Writing That Breaks Stones
Title | Writing That Breaks Stones PDF eBook |
Author | Joya Uraizee |
Publisher | MSU Press |
Total Pages | 134 |
Release | 2020-10-01 |
Genre | Literary Criticism |
ISBN | 1628954108 |
Writing That Breaks Stones: African Child Soldier Narratives is a critical examination of six memoirs and six novels written by and about young adults from Africa who were once child soldiers. It analyzes not only how such narratives document the human rights violations experienced by these former child soldiers but also how they connect and disconnect from their readers in the global public sphere. It draws on existing literary scholarship about novels and memoirs as well as on the fieldwork conducted by social scientists about African children in combat situations. Writing That Breaks Stones groups the twelve narratives into categories and analyzes each segment, comparing individually written memoirs with those written collaboratively, and novels whose narratives are fragmented with those that depict surreal landscapes of misery. It concludes that the memoirs focus on a lone individual’s struggles in a hostile environment, and use repetition, logical contradictions, narrative breaks, and reversals of binaries in order to tell their stories. By contrast, the novels use narrative ambiguity, circularity, fragmentation, and notions of dystopia in ways that call attention to the child soldiers’ communities and environments. All twelve narratives depict the child soldier’s agency and culpability somewhat ambiguously, effectively reflecting the ethical dilemmas of African children in combat.

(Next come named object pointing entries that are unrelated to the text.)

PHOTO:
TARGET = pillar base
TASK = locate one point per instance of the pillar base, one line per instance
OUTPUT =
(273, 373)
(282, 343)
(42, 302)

The War Crime of Child Soldier Recruitment
Title | The War Crime of Child Soldier Recruitment PDF eBook |
Author | Julie McBride |
Publisher | Springer Science & Business Media |
Total Pages | 236 |
Release | 2013-11-05 |
Genre | Law |
ISBN | 9067049212 |
The practice of using children to participate in conflict has become a defining characteristic of 21st century warfare and is the most recent addition to the canon of international war crimes. This text examines the development of this crime of recruiting, conscripting or using children for participation in armed conflict, from human rights principle to fully fledged war crime, prosecuted at the International Criminal Court. The background and reasons for the growing use of children in armed conflict are analysed, before discussing the origins of the crime in international humanitarian law and human rights law treaties, including the Convention on the Rights of the Child and its Optional Protocol. Specific focus is paid to the jurisprudence of the Special Court for Sierra Leone and the International Criminal Court in developing and expanding the elements of the crime, the modes of ascribing liability to perpetrators and the defences of mistake and negligence. The question of how the courts addressed issues of cultural sensitivity, notably in terms of the liability of children, is also addressed.
Girl Soldier
Title | Girl Soldier PDF eBook |
Author | Faith J. H. McDonnell |
Publisher | Chosen Books |
Total Pages | 240 |
Release | 2007-06-01 |
Genre | Religion |
ISBN | 1441217010 |
For several decades a brutal army of rebels has been raiding villages in northern Uganda, kidnapping children and turning them into soldiers or wives of commanders. More than 30,000 children have been abducted over the last twenty years and forced to commit unspeakable crimes. Grace Akallo was one of these. Her story, which is the story of many Ugandan children, recounts her terrifying experience. This unforgettable book--with historical background and insights from Faith McDonnell, one of the clearest voices in the church today calling for freedom and justice--will inspire readers around the world to take notice, pray, and work to end this tragedy.